According to Section 3.5 of the ToS, one of the ways users can violate the agreement, giving Microsoft “permission” to access email content is when it violates the company’s “Code of Conduct”. And according to the Andrew Crocker of the Electronic Frontier Foundation (EFF), the “Code of Conduct” violations are “extremely broad”.

In the UK and the US, the courts are very reluctant to interfere with the contracts that are negotiated between any two parties. Most courts will not interfere in contracting save the exceptional circumstances that someone has contracted away their right to sue for negligence resulting in personal injury or death. The Unfair Contract Terms Act (UCTA) 1977 is a piece of primary legislation in the UK whereas the Unfair Terms in Consumer Contracts Regulations is in the form of secondary legislation introduced to implement a European Directive. UCTA provides specific instances of what may amount to an unfair term. If a term is not within one of the specified categories it is not capable of amounting to an unfair term under the Act. Section 11 of the Act does set out a reasonableness test, with one branch judged by all the circumstance which were known, or ought to have been known or in the contemplation of the parties at the time of the contract.

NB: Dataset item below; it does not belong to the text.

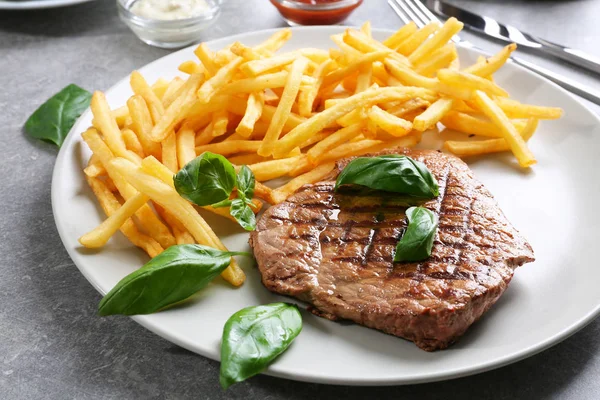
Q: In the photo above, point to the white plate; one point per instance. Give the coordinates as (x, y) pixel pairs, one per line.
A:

In the 1991 American case, Carnival Cruise Lines v Shute, a dispute arose about the Terms and Conditions that had a specific clause about what State any legal dispute that arose from the contract can be heard. The clause had specifically stated that any litigation that was to arise out of the contract would have to be adjudicated in Florida. The Plaintiff lived in Seattle and raised a claim that it was not fair to enforce this clause and it was naturally fairer for the parties involved to hear the case in Washington State. However, the court enforced the clauses. The court declined to consider the adequacy of passengers’ information about those forum selection clauses:

“Respondents have essentially conceded that they had notice of” that provision. What the respondents conceded was “the respondents do not contest… that the forum selection clause was reasonably communicated to the respondents, as much as three pages of fine print can be communicated.”

What the plaintiff conceded was that regulations aimed at greater communications might not be beneficial, but other regulations (such as prohibiting these clauses) might be a more suitable outcome.

The problem that Microsoft has now is how it justified this intrusion into someone’s private account? Did the user not have a legitimate expectation of privacy? This case sets a very dangerous precedent for large technology companies. I pose a question for Microsoft. What if you had not found anything? What if the tipsters that you had relied on had simply been misinformed and had been given bad information? In this instance you found evidence of criminal wrong-doing by your former Microsoft employee, but you searched through the blogger’s email and chat logs to find criminal evidence – a guy who has not been charged with any crime. Serious questions will continue to be asked about how technology companies who have been extremely critical of government snooping and surveillance in a post Snowden world, can simply contract out of privacy through Terms of Service and into its users’ emails.